Nvidia’s foray into world models – AI models inspired by human mental models of the world
In a significant development, Nvidia has announced that it is making openly available a family of world models, called Cosmos World Foundation Models (Cosmos WFMs), at CES 2025 in Las Vegas. These models can predict and generate ‘physics-aware’ videos, and are available from Nvidia’s API and NGC catalogs, GitHub, and the AI dev platform Hugging Face.
What are Cosmos WFMs?
The Cosmos WFM family consists of a range of models divided into three categories: Nano for low latency and real-time applications, Super for ‘highly performant baseline’ models, and Ultra for maximum quality and fidelity outputs. The models range in size from 4 billion to 14 billion parameters, with Nano being the smallest and Ultra being the largest.
How do Cosmos WFMs work?
The output of one of Nvidia’s Cosmos World Foundation Models
Image Credits: Nvidia
The Cosmos WFM models can be fine-tuned for specific applications and are designed to generate ‘controllable, high-quality’ synthetic data to bootstrap the training of models for robotics, driverless cars, and more. They can simulate realistic environments like factory floors and generate physics-based videos from a combination of inputs, like text, image and video, as well as robot sensor or motion data.
Training Data
The Cosmos WFM models were trained on 9,000 trillion tokens from 20 million hours of real-world human interactions, environment, industrial, robotics, and driving data. However, Nvidia wouldn’t say where this training data came from, and at least one report – and lawsuit – allege that the company trained on copyrighted YouTube videos without permission.
Nvidia’s Response
When reached for comment, an Nvidia spokesperson told TechCrunch that Cosmos ‘isn’t designed to copy or infringe any protected works.’ The spokesperson said that Cosmos learns just like people learn, and that the company gathered data from a variety of public and private sources. However, copyright experts say claims like Nvidia’s may not stand up to judicial scrutiny.
Implications
The release of Cosmos WFMs has significant implications for the AI industry, particularly in the areas of robotics and autonomous vehicles. The models can generate synthetic data to bootstrap the training of models for these applications, which could accelerate their development.

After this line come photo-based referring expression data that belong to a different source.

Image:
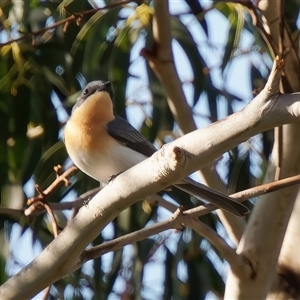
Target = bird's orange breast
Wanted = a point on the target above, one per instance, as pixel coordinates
(85, 131)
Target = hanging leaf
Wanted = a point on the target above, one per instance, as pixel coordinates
(235, 15)
(183, 36)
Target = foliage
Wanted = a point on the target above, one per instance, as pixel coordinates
(39, 76)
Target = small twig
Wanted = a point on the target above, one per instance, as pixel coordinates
(53, 218)
(42, 194)
(73, 17)
(46, 292)
(172, 222)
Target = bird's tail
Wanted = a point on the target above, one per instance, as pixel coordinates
(213, 196)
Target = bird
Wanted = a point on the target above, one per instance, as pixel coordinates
(102, 145)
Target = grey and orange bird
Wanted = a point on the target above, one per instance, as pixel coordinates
(102, 144)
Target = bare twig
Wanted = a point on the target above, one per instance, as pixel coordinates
(74, 17)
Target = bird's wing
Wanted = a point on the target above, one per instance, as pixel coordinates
(125, 133)
(213, 196)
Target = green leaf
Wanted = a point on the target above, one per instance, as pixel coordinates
(119, 68)
(235, 15)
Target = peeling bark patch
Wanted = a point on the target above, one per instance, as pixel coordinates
(291, 280)
(99, 212)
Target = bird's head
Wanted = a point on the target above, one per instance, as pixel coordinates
(92, 88)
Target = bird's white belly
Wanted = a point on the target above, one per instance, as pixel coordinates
(102, 165)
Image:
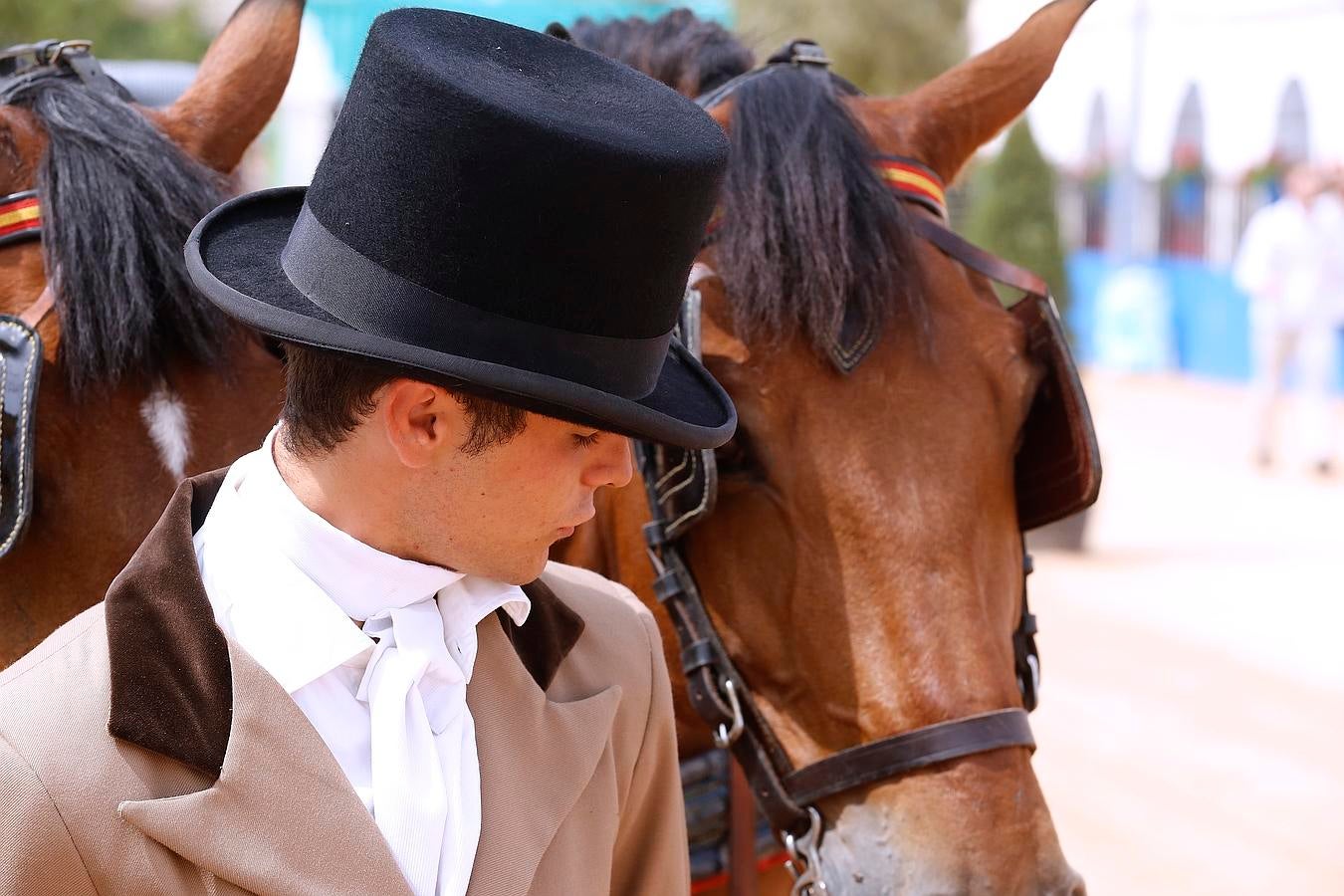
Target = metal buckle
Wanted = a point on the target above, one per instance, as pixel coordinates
(805, 858)
(726, 735)
(54, 53)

However, there are also concerns about the use of copyrighted material without permission. Whether companies like Nvidia will prevail in court cases related to this issue remains to be seen.
Industry Reaction
Companies including Waabi, Wayve, Fortellix, and Uber have already committed to piloting Cosmos WFMs for various use cases, from video search and curation to building AI models for self-driving vehicles. Uber CEO Dara Khosrowshahi said in a statement that generative AI will power the future of mobility, requiring both rich data and very powerful compute.
Nvidia’s Position
Important to note is that Nvidia’s world models aren’t ‘open source’ in the strictest sense. To abide by one widely accepted definition of ‘open source’ AI, an AI model has to provide enough information about its design so that a person could ‘substantially’ recreate it, and disclose any pertinent details about its training data, including the provenance and how the data can be obtained or licensed.
Nvidia hasn’t published Cosmos WFM training data details, nor has it made available all the tools needed to recreate the models from scratch. That’s probably why the tech giant is referring to the models as ‘open’ as opposed to open source.
Conclusion
The release of Cosmos WFMs marks a significant development in the field of AI, particularly in the areas of robotics and autonomous vehicles. While there are concerns about the use of copyrighted material without permission, the potential benefits of these models are substantial.
As Nvidia CEO Jensen Huang said onstage during a press event on Monday, "We really hope [Cosmos will] do for the world of robotics and industrial AI what Llama … has done for enterprise."